For corporate subscribers, additional prescribed particulars must be provided.
(f) Particulars of First Directors:
Details of the persons named as the first directors in the articles, including their names (including surnames), Director Identification Number, residential address, nationality, and any other prescribed particulars with proof of identity.
(g) Interests of First Directors:
Details of any interests in other firms or bodies corporate of the persons mentioned as the first directors, along with their consent to act as directors in the prescribed form and manner.
2. Registration and Certificate of Incorporation:
Upon receiving the documents and information specified in subsection (1), the Registrar shall:
Register all the submitted documents and information.

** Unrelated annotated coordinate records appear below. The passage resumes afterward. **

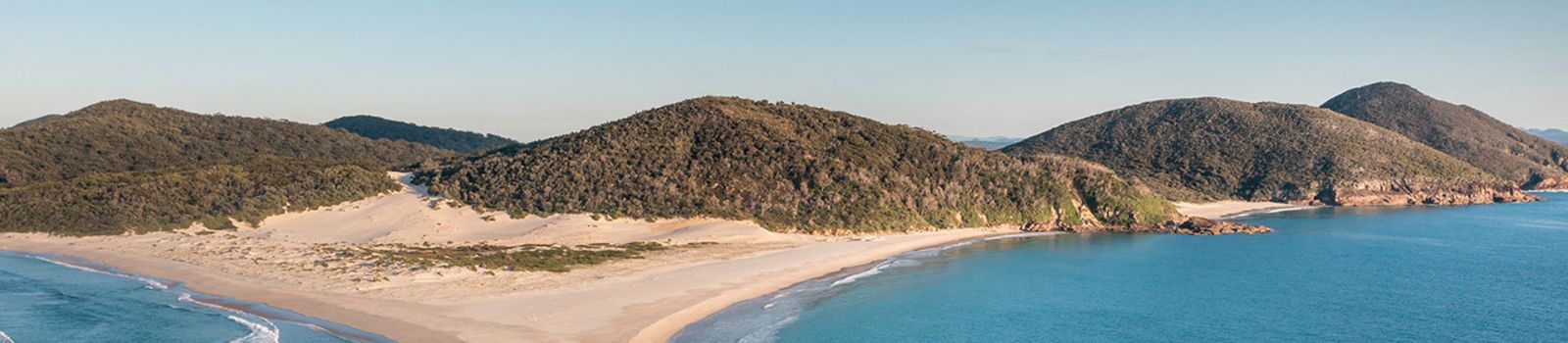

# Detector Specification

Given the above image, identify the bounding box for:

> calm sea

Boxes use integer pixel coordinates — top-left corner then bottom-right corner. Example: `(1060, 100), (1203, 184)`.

(676, 194), (1568, 343)
(0, 252), (387, 343)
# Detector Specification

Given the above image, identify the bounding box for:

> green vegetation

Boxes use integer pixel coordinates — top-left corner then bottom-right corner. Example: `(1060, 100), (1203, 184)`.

(0, 100), (450, 186)
(416, 97), (1173, 233)
(327, 241), (677, 272)
(0, 100), (450, 235)
(0, 158), (398, 235)
(1002, 97), (1500, 202)
(1323, 81), (1568, 189)
(321, 116), (517, 154)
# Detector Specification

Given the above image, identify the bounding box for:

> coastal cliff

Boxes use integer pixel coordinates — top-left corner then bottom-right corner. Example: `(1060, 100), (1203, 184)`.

(1312, 180), (1540, 207)
(1002, 97), (1535, 205)
(1323, 81), (1568, 189)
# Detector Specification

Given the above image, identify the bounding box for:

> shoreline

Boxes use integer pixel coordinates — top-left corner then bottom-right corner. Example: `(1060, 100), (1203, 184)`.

(1176, 201), (1320, 220)
(0, 227), (1014, 341)
(629, 232), (1009, 343)
(0, 240), (457, 341)
(0, 249), (392, 343)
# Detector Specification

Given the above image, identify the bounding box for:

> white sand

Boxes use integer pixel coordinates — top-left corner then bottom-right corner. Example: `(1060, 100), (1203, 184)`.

(0, 173), (1006, 341)
(1176, 201), (1307, 220)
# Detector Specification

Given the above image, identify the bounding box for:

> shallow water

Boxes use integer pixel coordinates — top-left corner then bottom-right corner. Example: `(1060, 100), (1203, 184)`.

(0, 252), (386, 343)
(676, 194), (1568, 341)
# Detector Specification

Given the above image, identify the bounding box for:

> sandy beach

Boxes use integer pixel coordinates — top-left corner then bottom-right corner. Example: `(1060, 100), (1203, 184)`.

(0, 173), (1011, 341)
(1176, 201), (1307, 220)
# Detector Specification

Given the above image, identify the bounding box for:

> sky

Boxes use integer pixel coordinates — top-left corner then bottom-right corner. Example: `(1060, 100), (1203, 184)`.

(0, 0), (1568, 141)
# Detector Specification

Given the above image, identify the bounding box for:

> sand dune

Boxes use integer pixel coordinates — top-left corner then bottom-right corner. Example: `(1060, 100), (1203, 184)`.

(1176, 201), (1304, 220)
(0, 173), (1009, 341)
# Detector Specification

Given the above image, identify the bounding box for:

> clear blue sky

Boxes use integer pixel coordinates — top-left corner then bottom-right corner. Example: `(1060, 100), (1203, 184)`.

(0, 0), (1568, 141)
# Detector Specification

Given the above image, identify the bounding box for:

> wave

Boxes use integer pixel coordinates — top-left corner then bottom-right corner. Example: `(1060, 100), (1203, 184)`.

(28, 256), (170, 290)
(178, 293), (279, 343)
(229, 317), (279, 343)
(985, 232), (1066, 241)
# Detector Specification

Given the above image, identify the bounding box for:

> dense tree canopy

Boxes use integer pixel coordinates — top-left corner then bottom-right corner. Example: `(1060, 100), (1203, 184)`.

(417, 97), (1173, 232)
(1323, 81), (1568, 188)
(1002, 97), (1507, 202)
(321, 116), (517, 154)
(0, 100), (450, 186)
(0, 100), (450, 235)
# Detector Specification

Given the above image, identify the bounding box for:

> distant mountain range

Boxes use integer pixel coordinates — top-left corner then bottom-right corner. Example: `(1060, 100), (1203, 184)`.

(947, 134), (1024, 150)
(321, 116), (517, 154)
(1323, 81), (1568, 189)
(1004, 97), (1527, 205)
(9, 83), (1568, 235)
(1526, 128), (1568, 144)
(416, 97), (1176, 233)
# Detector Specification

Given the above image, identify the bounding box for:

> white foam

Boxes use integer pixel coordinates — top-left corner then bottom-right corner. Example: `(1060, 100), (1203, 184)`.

(985, 232), (1066, 241)
(178, 293), (279, 343)
(33, 256), (170, 290)
(229, 317), (277, 343)
(735, 315), (800, 343)
(828, 262), (888, 288)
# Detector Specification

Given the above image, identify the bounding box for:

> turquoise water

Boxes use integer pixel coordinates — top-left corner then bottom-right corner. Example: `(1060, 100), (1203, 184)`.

(676, 194), (1568, 341)
(0, 252), (386, 343)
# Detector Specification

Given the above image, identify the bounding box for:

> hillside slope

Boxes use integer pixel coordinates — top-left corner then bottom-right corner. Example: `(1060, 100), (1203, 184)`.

(0, 100), (450, 235)
(1323, 81), (1568, 189)
(321, 116), (517, 154)
(1002, 97), (1531, 205)
(0, 100), (450, 186)
(1526, 128), (1568, 144)
(416, 97), (1176, 233)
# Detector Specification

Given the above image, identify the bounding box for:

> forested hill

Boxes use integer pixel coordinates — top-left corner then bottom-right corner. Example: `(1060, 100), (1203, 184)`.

(1002, 97), (1531, 205)
(0, 100), (450, 235)
(0, 100), (450, 186)
(1323, 81), (1568, 189)
(416, 97), (1174, 233)
(321, 116), (517, 154)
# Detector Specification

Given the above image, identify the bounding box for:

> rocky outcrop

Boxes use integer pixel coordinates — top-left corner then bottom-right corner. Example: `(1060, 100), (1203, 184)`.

(1312, 180), (1540, 207)
(1174, 217), (1273, 235)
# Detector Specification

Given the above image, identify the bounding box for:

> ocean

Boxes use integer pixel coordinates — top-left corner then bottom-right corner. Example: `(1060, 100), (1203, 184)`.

(0, 252), (390, 343)
(674, 193), (1568, 341)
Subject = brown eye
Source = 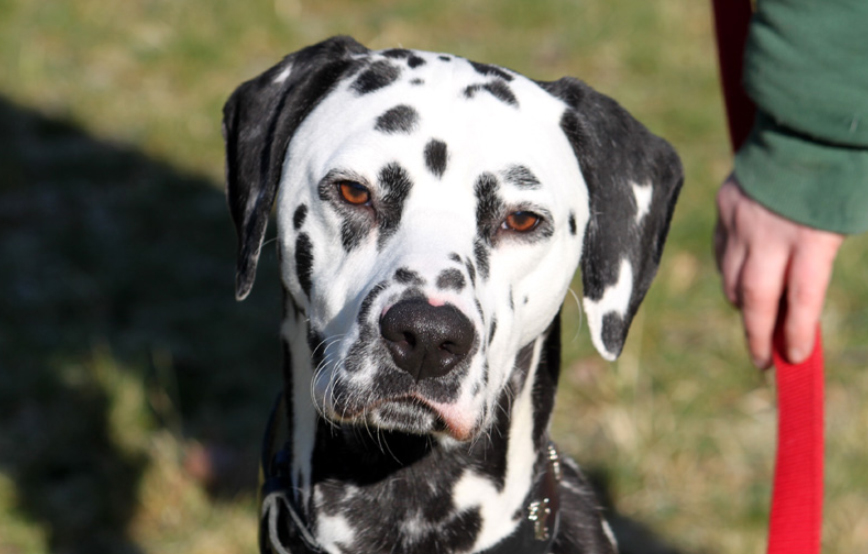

Issue a certificate of incorporation in the prescribed form, confirming that the company is incorporated under this Act.
3. Corporate Identity Number:
From the date mentioned in the certificate of incorporation, the Registrar will allocate a unique corporate identity number to the company.
This number will be included in the certificate and will serve as the company’s distinct identification.
4. Maintenance of Documents:
The company must maintain and preserve copies of all documents and information originally filed under subsection (1) at its registered office until its dissolution.
5. Liability for False Information:
Any person who provides false or incorrect information, or suppresses material information in any document filed with the Registrar regarding the company's registration, is liable for action under Section 447.
6. Liability for Fraudulent Incorporation:
If it is proven that a company was incorporated based on false or incorrect information, suppressed material facts, or fraudulent actions, the promoters, first directors, and persons who made declarations under clause (b) of subsection (1) will each be liable for action under Section 447.
7. Tribunal Orders for Fraudulent Incorporation:
If a company has been incorporated fraudulently, the Tribunal may, upon application and if satisfied that the situation warrants, pass orders including:
(a) Regulation of the company’s management, including changes to its memorandum and articles, in public interest or for the benefit of the company and its members and creditors.
(b) Direction to make the members' liability unlimited.
(c) Removal of the company’s name from the register of companies.
(d) An order for the company’s winding up.
(e) Any other orders deemed appropriate.